Thanks for the feedback!
When in doubt, ask a lawyer. Even if you have to pay a bit for it, having the defense of "I cleared it with my lawyer, I did my due diligence" could prove very important down the road.
But in my non-professional non-legal opinion, having cameras to monitor common-areas seems pretty above-board to me. I would just make sure they are disclosed to the tenants to stave off issues.
Congratulations on your decision to install cameras at your property. You are increasing protection for your tenants, yourself, and your investment asset.

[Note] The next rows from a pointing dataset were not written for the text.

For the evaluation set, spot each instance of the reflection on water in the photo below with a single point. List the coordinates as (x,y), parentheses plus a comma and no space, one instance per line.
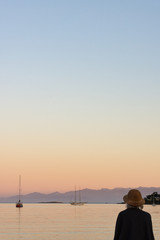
(64,222)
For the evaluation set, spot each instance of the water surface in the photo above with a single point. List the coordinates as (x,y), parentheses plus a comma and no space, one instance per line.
(64,222)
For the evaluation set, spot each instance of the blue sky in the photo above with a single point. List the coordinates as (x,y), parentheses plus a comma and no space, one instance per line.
(80,70)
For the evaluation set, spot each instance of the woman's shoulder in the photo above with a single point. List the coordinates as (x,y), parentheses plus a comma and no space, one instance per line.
(134,211)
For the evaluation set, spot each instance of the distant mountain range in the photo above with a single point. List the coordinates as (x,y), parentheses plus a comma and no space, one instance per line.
(103,195)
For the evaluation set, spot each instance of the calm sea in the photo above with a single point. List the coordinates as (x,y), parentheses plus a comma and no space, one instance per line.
(64,222)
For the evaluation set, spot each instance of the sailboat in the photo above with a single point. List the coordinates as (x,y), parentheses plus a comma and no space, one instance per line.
(79,203)
(19,204)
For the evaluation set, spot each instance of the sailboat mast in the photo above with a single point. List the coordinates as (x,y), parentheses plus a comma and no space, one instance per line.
(75,194)
(19,187)
(79,195)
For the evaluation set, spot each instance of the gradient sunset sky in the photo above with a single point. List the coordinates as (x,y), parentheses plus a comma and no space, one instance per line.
(79,94)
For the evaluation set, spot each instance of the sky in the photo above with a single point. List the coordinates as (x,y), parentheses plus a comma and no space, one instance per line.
(79,94)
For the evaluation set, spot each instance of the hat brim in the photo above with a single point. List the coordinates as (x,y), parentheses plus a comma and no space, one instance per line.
(133,203)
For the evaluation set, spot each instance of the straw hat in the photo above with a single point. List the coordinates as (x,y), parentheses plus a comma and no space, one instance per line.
(134,198)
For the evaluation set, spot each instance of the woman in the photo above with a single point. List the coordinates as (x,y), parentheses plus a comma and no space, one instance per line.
(133,223)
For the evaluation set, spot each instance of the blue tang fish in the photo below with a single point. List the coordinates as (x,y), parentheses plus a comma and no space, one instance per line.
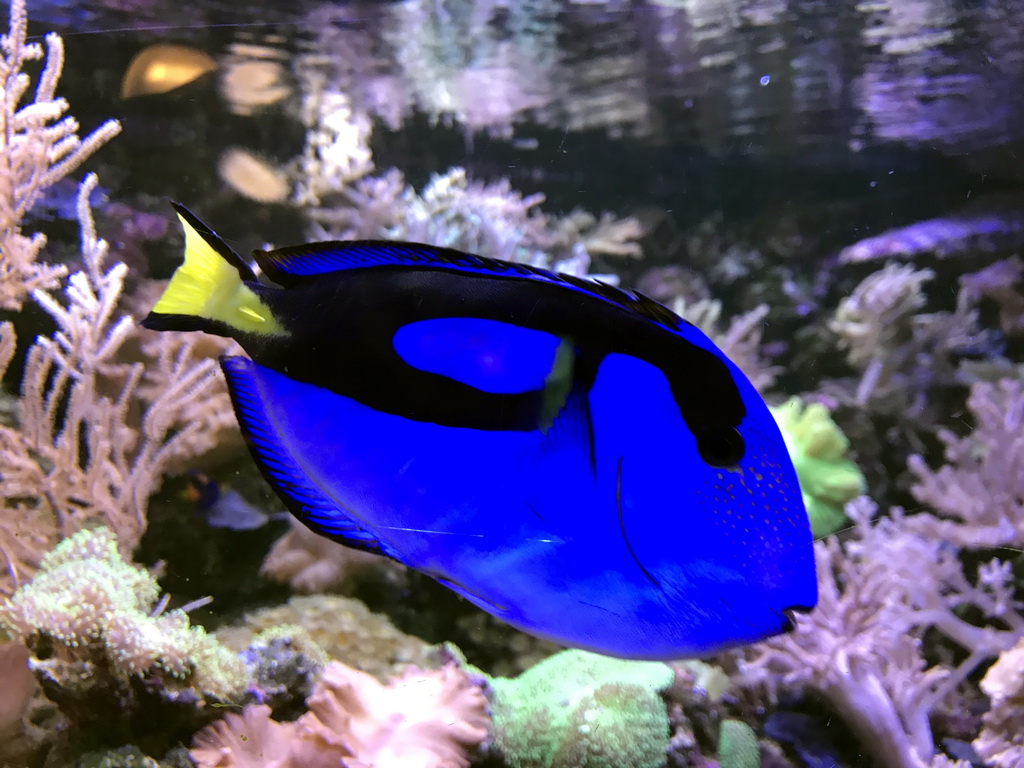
(571,458)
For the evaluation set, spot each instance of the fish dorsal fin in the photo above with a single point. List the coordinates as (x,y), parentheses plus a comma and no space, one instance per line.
(288,266)
(292,265)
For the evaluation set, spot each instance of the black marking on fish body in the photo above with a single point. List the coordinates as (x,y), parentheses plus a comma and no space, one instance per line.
(341,326)
(295,265)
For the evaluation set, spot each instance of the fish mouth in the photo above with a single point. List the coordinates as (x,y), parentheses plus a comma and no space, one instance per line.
(788,615)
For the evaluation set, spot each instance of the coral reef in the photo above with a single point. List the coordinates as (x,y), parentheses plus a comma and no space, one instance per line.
(75,458)
(40,146)
(818,449)
(579,710)
(92,621)
(1001,739)
(344,628)
(979,493)
(862,647)
(107,652)
(311,563)
(420,720)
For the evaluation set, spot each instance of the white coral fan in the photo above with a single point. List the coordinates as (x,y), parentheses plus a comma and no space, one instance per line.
(421,720)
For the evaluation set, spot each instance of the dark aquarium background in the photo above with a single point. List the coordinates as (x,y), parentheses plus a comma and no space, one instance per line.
(833,192)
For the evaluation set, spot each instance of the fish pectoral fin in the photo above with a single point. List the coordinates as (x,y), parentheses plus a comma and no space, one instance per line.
(302,497)
(571,429)
(477,600)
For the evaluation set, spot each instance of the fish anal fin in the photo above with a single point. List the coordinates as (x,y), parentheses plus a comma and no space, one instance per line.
(309,505)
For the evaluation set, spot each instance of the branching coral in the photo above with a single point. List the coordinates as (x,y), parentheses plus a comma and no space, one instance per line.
(899,351)
(421,720)
(861,647)
(74,459)
(980,491)
(39,145)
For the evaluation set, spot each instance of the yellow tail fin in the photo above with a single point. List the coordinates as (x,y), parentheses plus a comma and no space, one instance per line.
(211,286)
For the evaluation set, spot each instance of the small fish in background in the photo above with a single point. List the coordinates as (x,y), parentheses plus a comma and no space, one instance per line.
(224,508)
(571,458)
(162,68)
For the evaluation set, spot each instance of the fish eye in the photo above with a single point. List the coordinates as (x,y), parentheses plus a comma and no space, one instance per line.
(721,446)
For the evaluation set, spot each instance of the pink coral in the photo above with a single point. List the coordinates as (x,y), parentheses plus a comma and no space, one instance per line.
(251,739)
(421,720)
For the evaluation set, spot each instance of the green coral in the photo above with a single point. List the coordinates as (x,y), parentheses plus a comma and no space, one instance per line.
(737,745)
(580,710)
(818,449)
(90,620)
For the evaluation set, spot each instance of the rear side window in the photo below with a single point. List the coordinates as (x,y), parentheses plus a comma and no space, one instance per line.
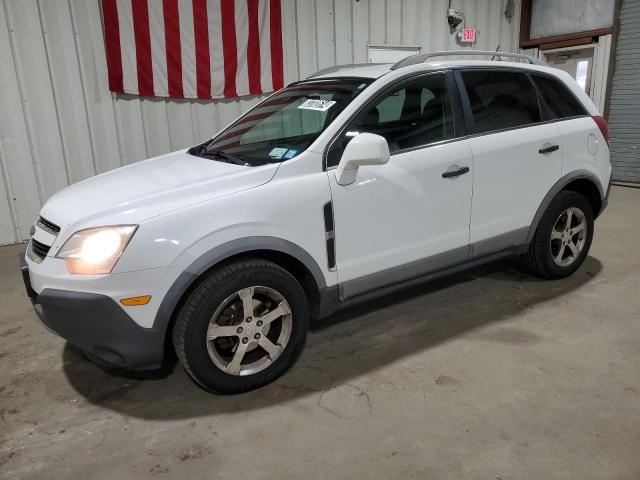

I offer the the following suggestions to ensure that you tenants are properly informed of the cameras and the cameras limitations:
* Drop your tenants a written memo or email letting them know that you are installing the cameras. I suggest stating in writing explicitly that the cameras will not be actively monitored. This ensures that your tenant and their guests won't mislead that they are "protected" by someone actually monitoring 24/7 so theoretically a crime could be thwarted in-progress. (I post this assuming that you will have a DVR or cloud storage for the footage and that an individual or security company won't be monitoring 24/7).
* Post signs for the cameras. This is strong deterrent and will place others on notice that they are being recorded. If the cameras are located in an obvious public location, the law does not provide an expectation of privacy so you are not invading anyone's rights. However, it is good business and tenant practices to over-disclose that they are being recorded.
* In your communication with your tenants, I wouldn't not use the term "security cameras." I suggest just using cameras. This just an extra safeguard for you. Again, this is to protect you from possible misperceptions or inflated expectations of security that you are/aren't providing.
One final suggestion: reach out to your insurance company and see if there are any discounts for security camera installation.
Thanks @Jason Insalaco ! I will use these recommendations. Someone broke into my tenant's car this week. My missions statement is to provide safe housing so I am going to install cameras.
My opinion is you don’t need to run it by the tenants. Install them and I personally would put up some signs since deturance is what you want. Very few (reasonably priced) security cameras can give good enough quality at night to positively ID someone. With as short handed as law enforcement is, there won’t be much effort put into finding someone who stole change from a car. From a legal standpoint, you are good. There is no expectation of privacy in a common area. Just make sure your not installing them in the bathrooms or into peoples homes. Lol. Anyone who has issues with you putting them up you don’t want.